We cannot agree that this request only put in issue the reparations portion of the ICC's Third Decision. Pullman sought to have the order declared unlawful and annulled, as well as seeking "other and further relief . . . as the Court deems proper." The issues involved in the cease-and-desist portion of the Third Decision are identical to those relating to the reparations request. Therefore, if the district court determined, contrary to the Commission's decision, that Rock Island's charges for intradistrict switching were unlawful it could not fail to address the cease-and-desist aspect of the Third Decision, see Carbone Bros. & Co. v. United States, 194 F. Supp. 79 (S.D.N.Y. 1961) (Even though the complaint did not explicitly seek injunctive relief, such request was implicit when reasonableness of current rates was attacked thereby precluding jurisdiction in single-judge district court.). Therefore, we cannot accept Pullman's characterization of its complaint as only raising the issue of reparations.*fn10
Pullman's final argument is that, even if the district court only had jurisdiction to review the Fourth Decision of the ICC, judicial review of an agency's decision properly encompasses all the prior orders in that proceeding and not simply the ultimate order; quoting from United States v. ICC, 91 U.S. App. D.C. 178, 198 F.2d 958, 963 fn. 1 (D.C. Cir. 1952),
[I.C.C.] . . . decisions at every level become a part of the record and are properly before us on judicial review. Administrative Procedure Act, § 8(b), 5 U.S.C.A. § 1007(b); Universal Camera Corp. v. N.L.R.B., 340 U.S. 474, 493, 71 S. Ct. 456, 95 L. Ed. 456 . We have considered the entire record of the case in the course of our review, and have endeavored to give each portion of it "such probative force as it intrinsically commands." Universal Camera Corp. v. N.L.R.B., supra, 340 U.S. at page 495; 71 S. Ct. at page 468.

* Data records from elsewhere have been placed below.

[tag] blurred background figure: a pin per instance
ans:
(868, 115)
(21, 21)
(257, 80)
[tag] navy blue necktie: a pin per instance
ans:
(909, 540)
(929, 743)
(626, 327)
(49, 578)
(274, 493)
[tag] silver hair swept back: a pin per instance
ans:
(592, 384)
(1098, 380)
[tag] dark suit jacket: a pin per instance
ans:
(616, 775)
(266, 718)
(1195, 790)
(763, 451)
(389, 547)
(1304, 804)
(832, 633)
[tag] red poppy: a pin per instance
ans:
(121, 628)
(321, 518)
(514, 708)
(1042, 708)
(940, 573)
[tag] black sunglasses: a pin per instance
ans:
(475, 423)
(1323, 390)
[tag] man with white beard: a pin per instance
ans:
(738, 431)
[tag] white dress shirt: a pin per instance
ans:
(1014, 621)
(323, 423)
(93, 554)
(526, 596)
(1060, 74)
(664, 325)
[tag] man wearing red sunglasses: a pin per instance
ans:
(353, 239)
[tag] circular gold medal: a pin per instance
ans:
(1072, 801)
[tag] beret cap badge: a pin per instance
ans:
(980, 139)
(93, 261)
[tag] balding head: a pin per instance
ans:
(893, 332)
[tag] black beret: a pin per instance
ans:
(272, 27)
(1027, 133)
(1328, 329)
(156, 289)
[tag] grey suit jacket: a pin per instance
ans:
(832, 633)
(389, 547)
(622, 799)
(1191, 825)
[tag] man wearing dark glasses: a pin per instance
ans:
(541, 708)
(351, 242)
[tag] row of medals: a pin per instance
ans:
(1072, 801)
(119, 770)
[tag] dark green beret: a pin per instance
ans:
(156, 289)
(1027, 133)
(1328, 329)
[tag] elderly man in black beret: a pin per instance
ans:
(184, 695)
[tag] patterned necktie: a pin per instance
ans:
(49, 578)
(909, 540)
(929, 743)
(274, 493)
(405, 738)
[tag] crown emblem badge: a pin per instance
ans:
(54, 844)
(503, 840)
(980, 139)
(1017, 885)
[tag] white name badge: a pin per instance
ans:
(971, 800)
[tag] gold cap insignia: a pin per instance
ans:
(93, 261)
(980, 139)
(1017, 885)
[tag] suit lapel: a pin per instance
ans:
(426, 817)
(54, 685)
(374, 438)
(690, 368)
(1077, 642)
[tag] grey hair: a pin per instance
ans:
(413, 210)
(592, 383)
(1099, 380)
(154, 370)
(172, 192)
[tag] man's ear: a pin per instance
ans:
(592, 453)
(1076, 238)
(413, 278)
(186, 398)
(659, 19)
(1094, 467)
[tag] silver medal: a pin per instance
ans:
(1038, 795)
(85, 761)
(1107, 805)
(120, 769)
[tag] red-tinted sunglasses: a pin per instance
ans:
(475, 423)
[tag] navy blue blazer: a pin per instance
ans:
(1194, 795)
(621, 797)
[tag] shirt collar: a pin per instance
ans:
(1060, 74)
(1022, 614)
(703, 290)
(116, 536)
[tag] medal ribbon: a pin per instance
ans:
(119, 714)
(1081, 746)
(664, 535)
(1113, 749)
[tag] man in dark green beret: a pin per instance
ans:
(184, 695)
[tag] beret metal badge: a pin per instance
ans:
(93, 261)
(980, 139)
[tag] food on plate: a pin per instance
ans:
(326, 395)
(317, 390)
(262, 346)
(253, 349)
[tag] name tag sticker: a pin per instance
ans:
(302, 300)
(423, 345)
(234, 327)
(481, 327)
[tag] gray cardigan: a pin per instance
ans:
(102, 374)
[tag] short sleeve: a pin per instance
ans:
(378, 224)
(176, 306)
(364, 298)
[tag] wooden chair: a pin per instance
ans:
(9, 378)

While we have no quarrel with the quoted language, we do not believe it supports the argument of the appellant. The court in that case was addressing the issue of the scope of the record, not the scope of jurisdiction. The portion of the Administrative Procedure Act cited by the court provided: "All decisions (including initial, recommended, or tentative decisions) shall become part of the record . . ." 5 U.S.C. § 1007(b), 60 Stat. 242 (1946).*fn11
Thus, in the case sub judice, the record before the district court encompassed the entire administrative proceeding, from the filing of the complaint to the Fourth Decision. But, as discussed above, the district court had jurisdiction under 28 U.S.C. § 1336(a) to review only the Fourth Decision. The Third Decision was a final agency action, as stated in the order itself, see fn. 3 supra, and was subject to immediate judicial review, see 5 U.S.C. § 704.As discussed above, however, jurisdiction over it was vested exclusively in the courts of appeals, see 28 U.S.C. § 2321(a) quoted supra, fn. 4. Pullman failed to file a timely petition for review of the Third Decision in this Court. Therefore, that order of the ICC is no longer subject to judicial review.*fn12 To hold otherwise would violate the Hobbs Act, 28 U.S.C. § 2342, see subsection (5) quoted supra, fn. 6.
For the district court this procedural situation resulted in the administrative equivalent of the judicial doctrine of law of the case: those issues conclusively determined in the ICC's Third Decision were controlling and no longer subject to review in subsequent proceedings. This is precisely the manner in which the district court treated the case. In the dismissal order, the court ruled that it lacked jurisdiction to review the matters decided in the Third Decision (and previously addressed in the first two decisions); in the order granting summary judgment it followed the principles of the Third Decision in resolving the reparations issue.
Accordingly, we find no error in the judgment of the district court. AFFIRMED.